Mais c'est surtout son investigation ethnographique intensive en Basse-Bretagne sur plusieurs dizaines d'années qui mérite d'être soulignée ici. Tant par la méthode, la rigueur, la précision et la qualité de ses analyses, sa thèse marque un tournant dans les études ethnologiques sur la danse traditionnelle en Europe mais aussi sur les musiques qui l'accommpagnent. Réédité à plusieurs reprises depuis 1963, l'ouvrage qui s'en suivit, La tradition populaire de danse en Basse-Bretagne, véritable somme sur mille et une subtilités de la vie majoritairement paysanne d'avant la révolution technologique agricole, a profondément influencé la perception qu'ont les acteurs contemporains de la culture bretonne chorégraphique et musicale. 

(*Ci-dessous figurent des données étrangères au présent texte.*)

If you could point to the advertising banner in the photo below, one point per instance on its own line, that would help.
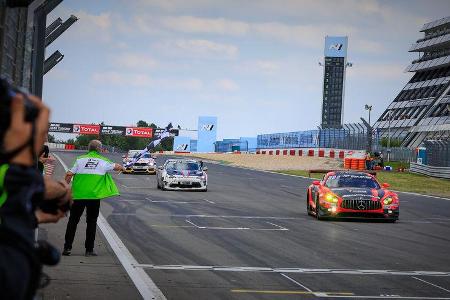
(336, 46)
(86, 129)
(182, 144)
(60, 127)
(207, 134)
(112, 130)
(145, 132)
(142, 132)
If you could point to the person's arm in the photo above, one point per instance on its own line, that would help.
(118, 167)
(68, 177)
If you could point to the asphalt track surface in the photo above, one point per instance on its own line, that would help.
(249, 237)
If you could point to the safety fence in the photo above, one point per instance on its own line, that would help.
(438, 153)
(313, 152)
(351, 136)
(440, 172)
(397, 154)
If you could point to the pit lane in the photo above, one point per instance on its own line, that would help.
(249, 237)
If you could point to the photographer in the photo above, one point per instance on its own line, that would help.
(25, 199)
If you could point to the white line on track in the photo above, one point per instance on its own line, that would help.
(218, 216)
(297, 283)
(145, 285)
(172, 201)
(304, 177)
(296, 270)
(383, 297)
(432, 284)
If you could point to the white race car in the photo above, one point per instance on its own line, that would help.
(182, 174)
(146, 164)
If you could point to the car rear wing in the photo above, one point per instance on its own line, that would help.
(324, 171)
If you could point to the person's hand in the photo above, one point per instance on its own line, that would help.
(43, 217)
(58, 191)
(19, 131)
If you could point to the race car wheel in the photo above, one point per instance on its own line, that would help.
(308, 207)
(318, 217)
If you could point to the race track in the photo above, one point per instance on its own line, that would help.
(249, 237)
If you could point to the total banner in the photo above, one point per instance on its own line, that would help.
(92, 129)
(86, 129)
(182, 144)
(60, 127)
(113, 130)
(207, 134)
(139, 132)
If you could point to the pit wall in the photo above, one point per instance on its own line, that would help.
(314, 152)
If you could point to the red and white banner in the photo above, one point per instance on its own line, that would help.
(139, 132)
(86, 129)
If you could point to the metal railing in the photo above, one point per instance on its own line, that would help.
(440, 172)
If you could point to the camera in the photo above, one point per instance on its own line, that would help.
(7, 92)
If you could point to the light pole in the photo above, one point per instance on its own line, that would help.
(389, 134)
(369, 108)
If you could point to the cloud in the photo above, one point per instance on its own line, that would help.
(376, 71)
(140, 80)
(96, 27)
(260, 66)
(198, 48)
(227, 85)
(189, 24)
(372, 47)
(134, 61)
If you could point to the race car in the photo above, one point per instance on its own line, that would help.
(182, 174)
(145, 165)
(348, 194)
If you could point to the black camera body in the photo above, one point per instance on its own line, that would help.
(7, 93)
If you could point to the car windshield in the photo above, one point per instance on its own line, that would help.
(183, 166)
(351, 180)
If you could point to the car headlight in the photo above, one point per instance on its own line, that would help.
(388, 200)
(329, 197)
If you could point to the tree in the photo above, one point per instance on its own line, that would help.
(51, 138)
(141, 123)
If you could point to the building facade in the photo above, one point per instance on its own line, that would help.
(15, 62)
(335, 63)
(421, 111)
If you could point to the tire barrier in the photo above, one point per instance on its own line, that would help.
(329, 153)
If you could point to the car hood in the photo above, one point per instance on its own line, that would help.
(358, 193)
(184, 173)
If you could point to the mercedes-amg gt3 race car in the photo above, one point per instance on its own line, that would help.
(349, 194)
(182, 174)
(145, 165)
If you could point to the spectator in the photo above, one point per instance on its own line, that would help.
(91, 183)
(23, 196)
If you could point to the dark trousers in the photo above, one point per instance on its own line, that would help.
(76, 211)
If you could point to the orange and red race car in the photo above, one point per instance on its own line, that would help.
(349, 194)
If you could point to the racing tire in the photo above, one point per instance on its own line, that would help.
(308, 207)
(318, 216)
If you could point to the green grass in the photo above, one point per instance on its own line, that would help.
(400, 181)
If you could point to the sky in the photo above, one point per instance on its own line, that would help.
(254, 64)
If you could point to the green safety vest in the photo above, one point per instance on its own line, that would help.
(91, 180)
(3, 193)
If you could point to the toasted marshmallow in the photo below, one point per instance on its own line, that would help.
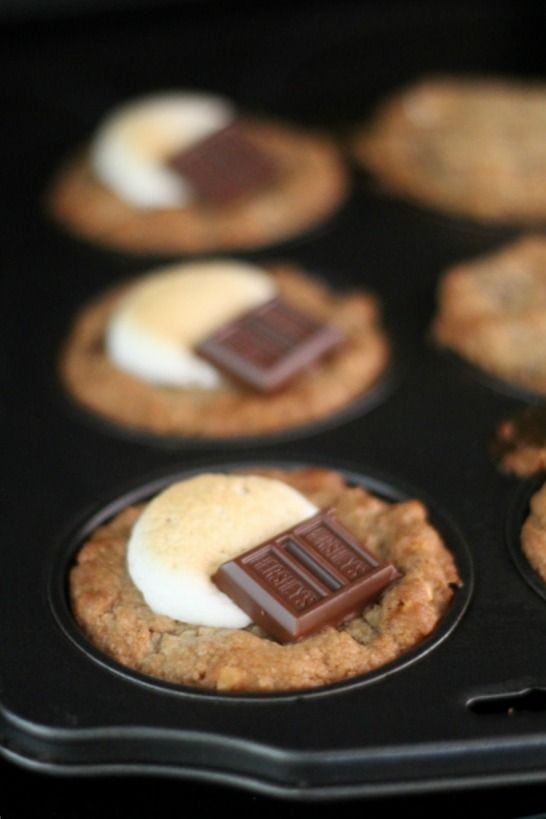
(161, 319)
(194, 526)
(131, 149)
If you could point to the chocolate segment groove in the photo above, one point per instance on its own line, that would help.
(268, 346)
(308, 577)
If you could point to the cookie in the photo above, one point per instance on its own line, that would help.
(113, 614)
(226, 407)
(519, 446)
(533, 533)
(492, 311)
(470, 146)
(181, 173)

J'eus la chance, comme d'autres chercheurs bretons, de bénéficier de son enseignement, d'entendre ses critiques, toujours fondées, et de le voir présider mon jury de thèse à l'EHESS à Paris  en 1988. Puis, il eut la délicatesse d'accepter mes visites et échanges de courriers. Preuve de confiance, il m'accorda un long entretien que nous avons pu publier ensemble dans les Cahiers d'Ethnomusicologie : http://ethnomusicologie.revues.org/1297

Ses travaux et ses conférences marquèrent un grand nombre de chercheurs français et étrangers, notamment les ethnomusicologues qui l'invitèrent à plusieurs reprises dans le cadre de la Société Française d'Ethnomusicologie. Homme discret, peu carriériste, il reçut les honneurs académiques qu'il méritait amplement, notamment sous forme d'Hommages à Grenoble ou à Brest. Au crépuscule de sa vie, Jean-Michel Guilcher nous fit l'honneur à Luc Charles-Dominique et moi-même de nous confier son dernier ouvrage que nous avons édité dans note collection Anthropologie et Musique, chez L'Harmattan: Danse traditionnelle et anciens milieux ruraux français. Tradition, histoire, société, 2009, 318 p.

Une biographie de référence de ce scientifique breton exigeant, d'une parfaite honnêteté intellectuelle et aux grandes qualités humaines, reste à écrire. De même que la traduction en anglais de ses ouvrages majeurs.

Pour l'heure, nos pensées vont d'abord à son importante descendance d'enfants, petits enfants et arrière petits enfants qui ne manquent pas de prolonger son oeuvre incomparable.